Thursday, September 10, 2009


Nobody has excelled in so many fields or dominated his culture to the extent that Tagore has.

It is genuinely difficult to explain to foreigners the scale of Rabindranath Tagore’s accomplishments. Some have made glib comparisons to Shakespeare and Goethe, but neither man, despite his undoubted greatness, excelled in as many fields as the Bengali Thakur, nor dominated his culture to the extent that Rabindranath has. Think of it: he was not merely an extraordinary poet, the only Indian to win the Nobel Prize for Literature (in 1913, for his Gitanjali). He was also a prose-writer and essayist of the first rank, whose articles, books and monographs commanded a wide readership around the world. As a philosopher and mystic, he was perhaps the first to develop a synthesis of Eastern and Western approaches, and he developed political ideas of great depth and humanity (of which more later). He was a great, if uneven, novelist and short-story writer who produced several masterpieces that continue to be read a century and a half after his birth. He was also a playwright of rare distinction: “The Post Office”, for instance, was one of the most popular plays in the world before the Second World War.

Enormous range

But, added to all that, were other talents: he was a painter of high quality and perceptiveness, an artist with a poet’s eye. He was a composer of over 2,000 immortal songs, of which he authored both the lyrics and the tunes, and through which he essentially founded his own branch of Indian music, known as “Rabindra Sangeet”. He is the only person to have created the national anthems of two different countries (India’s “Jana Gana Mana” and Bangladesh’s “Amar Sonar Bangla”), though both nations were born after his own death. (Even greater than both official anthems is his “Where the mind is without fear and the head is held high,” an inspirational poem that could serve as the anthem for any nation seeking freedom.) And he was an educator of great vision and courage, founding Vishwa Bharati at Santiniketan to offer an authentically Indian experience of higher education, following systems and approaches of his own devising. It educated the likes of Satyajit Ray and Indira Gandhi (not to mention offering a cradle to Amartya Sen, whose first name was given by Rabindranath — probably the only instance of a Nobel laureate baptising another!)

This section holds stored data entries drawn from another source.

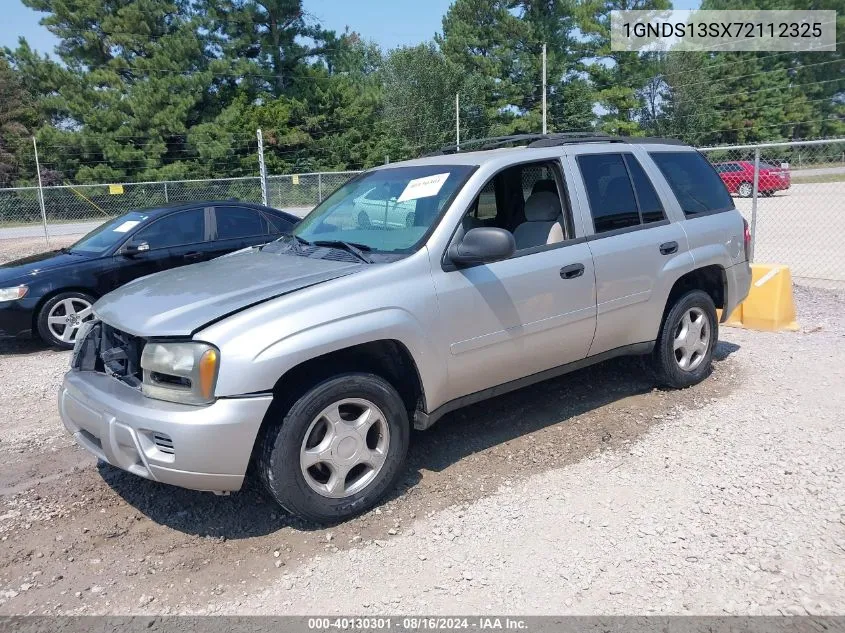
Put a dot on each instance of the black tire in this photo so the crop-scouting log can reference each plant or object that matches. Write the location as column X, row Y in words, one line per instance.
column 667, row 368
column 279, row 452
column 44, row 331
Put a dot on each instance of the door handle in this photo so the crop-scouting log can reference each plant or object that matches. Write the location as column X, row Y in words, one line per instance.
column 572, row 271
column 667, row 248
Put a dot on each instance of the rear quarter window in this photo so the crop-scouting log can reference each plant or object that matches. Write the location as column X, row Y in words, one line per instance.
column 695, row 183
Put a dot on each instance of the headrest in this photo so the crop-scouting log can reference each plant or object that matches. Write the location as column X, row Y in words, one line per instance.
column 542, row 206
column 544, row 185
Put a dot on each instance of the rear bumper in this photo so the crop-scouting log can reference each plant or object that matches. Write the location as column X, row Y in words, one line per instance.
column 738, row 284
column 201, row 448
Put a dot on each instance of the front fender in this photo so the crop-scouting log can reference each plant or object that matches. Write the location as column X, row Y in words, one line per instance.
column 260, row 372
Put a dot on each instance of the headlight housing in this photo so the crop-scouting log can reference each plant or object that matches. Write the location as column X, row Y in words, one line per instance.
column 14, row 293
column 180, row 372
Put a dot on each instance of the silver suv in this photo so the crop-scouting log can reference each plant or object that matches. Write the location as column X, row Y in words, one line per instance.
column 308, row 361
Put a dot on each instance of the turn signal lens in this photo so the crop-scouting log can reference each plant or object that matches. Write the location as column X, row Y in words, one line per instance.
column 208, row 373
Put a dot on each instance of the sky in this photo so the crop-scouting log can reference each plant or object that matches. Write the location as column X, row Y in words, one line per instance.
column 390, row 23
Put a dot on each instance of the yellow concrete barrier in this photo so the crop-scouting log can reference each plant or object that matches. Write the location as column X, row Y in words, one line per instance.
column 769, row 306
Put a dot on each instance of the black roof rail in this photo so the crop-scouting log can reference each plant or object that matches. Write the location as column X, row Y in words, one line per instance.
column 549, row 140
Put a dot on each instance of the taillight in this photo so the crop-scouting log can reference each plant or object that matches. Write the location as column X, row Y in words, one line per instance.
column 747, row 239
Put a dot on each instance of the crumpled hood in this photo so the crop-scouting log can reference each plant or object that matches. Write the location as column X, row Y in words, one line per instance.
column 180, row 301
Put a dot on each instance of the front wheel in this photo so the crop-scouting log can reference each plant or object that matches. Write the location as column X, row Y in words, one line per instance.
column 60, row 317
column 338, row 450
column 684, row 350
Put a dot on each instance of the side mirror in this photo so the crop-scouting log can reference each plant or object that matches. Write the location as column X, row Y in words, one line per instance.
column 133, row 248
column 482, row 246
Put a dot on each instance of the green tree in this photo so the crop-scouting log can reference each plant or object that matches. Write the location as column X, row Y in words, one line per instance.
column 618, row 76
column 263, row 41
column 136, row 78
column 420, row 85
column 17, row 117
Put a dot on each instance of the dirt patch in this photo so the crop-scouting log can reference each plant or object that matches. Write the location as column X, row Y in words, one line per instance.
column 84, row 539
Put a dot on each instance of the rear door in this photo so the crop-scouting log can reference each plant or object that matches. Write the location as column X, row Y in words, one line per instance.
column 638, row 250
column 238, row 227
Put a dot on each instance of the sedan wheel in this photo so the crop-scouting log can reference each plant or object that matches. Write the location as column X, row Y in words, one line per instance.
column 61, row 316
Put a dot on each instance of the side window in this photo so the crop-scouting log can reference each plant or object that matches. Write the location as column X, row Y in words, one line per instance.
column 694, row 182
column 235, row 222
column 179, row 229
column 524, row 199
column 611, row 197
column 486, row 208
column 651, row 209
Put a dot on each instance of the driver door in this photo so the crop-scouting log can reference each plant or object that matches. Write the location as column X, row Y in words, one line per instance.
column 174, row 240
column 510, row 319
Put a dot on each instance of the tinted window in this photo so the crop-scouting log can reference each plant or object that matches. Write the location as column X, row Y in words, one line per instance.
column 109, row 234
column 277, row 224
column 697, row 187
column 235, row 222
column 650, row 207
column 612, row 202
column 185, row 227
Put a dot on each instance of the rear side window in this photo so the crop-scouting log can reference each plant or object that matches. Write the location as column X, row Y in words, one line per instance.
column 612, row 202
column 694, row 182
column 620, row 193
column 235, row 222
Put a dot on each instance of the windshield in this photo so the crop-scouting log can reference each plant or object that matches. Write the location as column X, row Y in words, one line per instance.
column 108, row 234
column 386, row 210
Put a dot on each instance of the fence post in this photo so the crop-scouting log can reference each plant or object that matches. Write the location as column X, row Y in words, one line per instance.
column 262, row 168
column 755, row 194
column 41, row 192
column 544, row 90
column 458, row 121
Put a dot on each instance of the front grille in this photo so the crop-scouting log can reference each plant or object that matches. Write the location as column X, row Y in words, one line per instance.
column 111, row 351
column 164, row 443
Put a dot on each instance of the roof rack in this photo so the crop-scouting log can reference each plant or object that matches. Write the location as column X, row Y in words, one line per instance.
column 549, row 140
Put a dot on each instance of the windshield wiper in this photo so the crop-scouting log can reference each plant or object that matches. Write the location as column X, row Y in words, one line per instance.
column 353, row 247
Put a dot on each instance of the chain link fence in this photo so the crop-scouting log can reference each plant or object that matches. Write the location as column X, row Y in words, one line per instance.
column 793, row 196
column 76, row 209
column 795, row 203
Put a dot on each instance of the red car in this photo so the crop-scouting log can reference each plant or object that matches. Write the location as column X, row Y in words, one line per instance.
column 738, row 177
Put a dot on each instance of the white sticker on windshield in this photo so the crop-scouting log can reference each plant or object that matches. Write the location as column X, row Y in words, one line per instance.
column 423, row 187
column 126, row 226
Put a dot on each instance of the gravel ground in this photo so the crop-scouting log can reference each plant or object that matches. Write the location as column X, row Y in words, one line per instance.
column 592, row 493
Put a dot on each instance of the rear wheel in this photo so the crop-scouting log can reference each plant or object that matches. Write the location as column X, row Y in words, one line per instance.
column 684, row 350
column 338, row 450
column 60, row 317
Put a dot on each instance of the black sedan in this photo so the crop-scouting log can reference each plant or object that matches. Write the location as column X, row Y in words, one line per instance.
column 51, row 294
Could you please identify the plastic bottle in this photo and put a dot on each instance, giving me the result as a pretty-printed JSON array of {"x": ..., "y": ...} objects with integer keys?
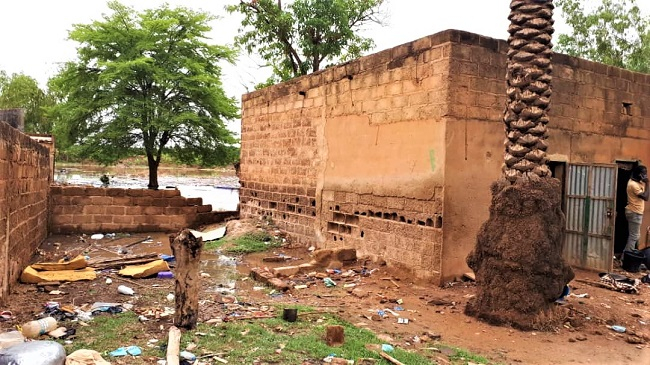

If all this were not more than enough — representing a level of achievement so towering that it is difficult to imagine an individual in any other culture who comes close — there is also the remarkable fact of Tagore’s huge worldwide impact, which even today’s Indians may have difficulty imagining. Tagore was a global giant before the era of globalisation. When he was to speak at New York’s 4,000-seat Carnegie Hall in 1930 (itself a rare enough honour, since the hall is usually reserved for concerts, not orations), more than 20,000 people were turned away from the sold-out event, creating a mass of humanity on the streets outside that blocked traffic for miles. No living writer on the planet had ever had something comparable happen, and what’s more, Tagore was handsomely paid for his speeches. One American critic, not without a tinge of jealousy, wrote acerbically that the Indian “scolds Americans at $700 per scold”. (By today’s standards that would be more like $7,00,000 in purchasing power terms.)

But the chauvinist glee with which I, as an Indian writer, am celebrating Rabindranath Tagore, would not particularly have appealed to him. Though his decision to return his British knighthood after the Jallianwallah Bagh massacre led Indians to regard him as a great hero of the nationalist struggle, Tagore did not really believe in nationalism but in the values of the human spirit, transcending all national boundaries. At the same time, he was not exactly an internationalist in the classic sense beloved of U.N. types like myself. He died before the United Nations was created, but he did not think highly of its forerunner organisation, the League of Nations. Tagore wrote of the League that it was well conceived in theory but not in practice, because it was an institution in which the world was represented by national Governments and nationalist political leaders. “It is,” he wrote, “like organising a band of robbers into a police department.” There is no reason to believe he would have felt any differently about today’s U.N., which is also an organisation of States rather than peoples.
The archetypal sage

With his long beard and his flowing white robe, Rabindranath Tagore epitomised for many the archetype of the Indian sage, the precursor of so many godmen and gurus who have followed his footsteps to the West. There is little doubt that his magisterial mind and his authoritative presence did a great deal to inspire admiration across the world, and to spark a revival of interest in Hinduism and in the teachings of Hindu spirituality. Tagore’s Hinduism had little to do with the Hindu-ness sought to be promoted by today’s Hindutva brigades; it was a faith free of the restrictive dogma of holy writ, untrammelled in its yearning for the divine, and universalist in its conception and its appeal. This is what made his ideas so attractive to non-Indians. When the great British poet Wilfred Owen (author of the greatest anti-war poem in the English language, “Dulce et Decorum Est”) was to return to the front to give his life in the futile First World War, he recited Tagore’s “When I Go From Hence” to his mother as his last goodbye. When he was so tragically and pointlessly killed, Owen’s mother found Tagore’s poem copied out in her son’s hand in his diary.

With his typical generosity, Tagore said of the artist William Rothenstein, “He had the vision to see truth and the heart to love it.” The same was true of himself. It is reason enough, today, to pay tribute to the greatest Indian who ever picked up a pen.